Upended a wrap of white powder on the CD case. Chopped
it with a credit card into two lines. Richard Buckner was
singing about distance, love and alcohol. ‘This’ll get us
started.’ She bent down, snorted the line, handed Jon the
rolled-up note, watched him do the same. ‘We’ve got about
half an hour of normality before the ‘shrooms kick in, how
do you want to use it?’
He tied her up. He was so sick of it. It took all the
spontaneity out of sex, this endless preparation, this setting
up and marking off. But he didn’t want to argue, afraid of
what schisms it might yet open up between them. And he
kept telling himself it was nothing, just rigmarole, something
he should be able to accept. He tied the final knot, looked
down at her. She was smiling.
‘I want you to rape me, Jon.’
He stared at her, not sure he’d heard right. ‘What did you
say?’
‘I want you to go out, come back in. Pretend you’re a
burglar. Come upon me like this. I want you to fuck me, Jon,
rape me.’
He pulled back, swung to the side of the bed. ‘You’re fucking
crazy,’ he said. He could feel the coke running through his
blood, the sense of power and decision it gave him.
‘Jon, please.’
‘No. There’s no fucking way, Suze. This is already too
much. I hate doing this. I do it for you but it takes a lot out
of it for me — but that, what the fuck, are you crazy?’
‘Don’t you think most women have a secret fantasy of
being raped? Every woman adores a fascist, the boot in the
heart, the brute leer, didn’t you ever read that one?’
‘No, I didn’t and maybe they do, I don’t know. I just can’t
do it, Suze, might as well ask me to burn you. How do you
think we can go on after that?’
‘It’s only a game,’ she said.
‘It’s never only a game.’ He got up, turned the CD off.
Leaned down and untied her arms. ‘I’m going out.
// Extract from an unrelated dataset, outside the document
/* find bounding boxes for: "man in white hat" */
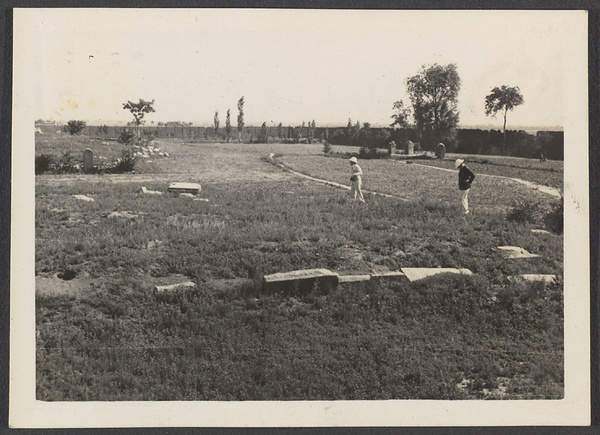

I need to
be alone.’
‘But the mushrooms. You can’t go out alone, Jon, not
with all that inside you.’
‘You think it’s any better here, tying you up, having you
pleading with me to rape you? I think I’ll take my chances
outside.’
The street was like a river of bodies, merging and coupling,
flowing slowly down towards him. The faces were all blank
like the discarded early sketches of a painter, half-conceived
souls that oozed through the alleyways and across the canals
as he tried to swim past them.
There was a strange smell in the air, heavy and chemical, and every cigarette he lit tasted of meat. He felt ready to burst, to hit anyone who got in his way, who tried to fuck with
him. He didn’t know where he was going, didn’t care. He
moved out of the way of a pack of elderly tourists marching
towards him with all the power and precision of a Paulus
Panzer attack. His nausea had disappeared and the early
feelings of disorientation replaced by a warm fuzziness that
felt like something better. Even the pain in his ankle had
finally gone.
Everyone was eyeballing him. Everyone looked mean. Hate
filled their eyes and had etched their faces into grotesque
grimaces like gargoyles he’d once seen in France. He concentrated
on the buildings, trying to understand where he was,
what he was doing. He felt sharp twinges of pain and he
wondered whether his liver was about to go or whether it
was his kidneys or his blood that was wrong. He tried
smoking some more cigarettes but they still tasted of meat
and after a drag or two he had to throw them away. A man
turned to him and began saying something but it sounded
like the voice of the teacher from a Peanuts cartoon and he
tried to relay to the man that this was so but he’d forgotten
where his mouth was.
The buildings were falling down. Obscuring the sky as they
huddled together over the dwarf streets. Everything went
black as the melted habitations formed a canopy over him.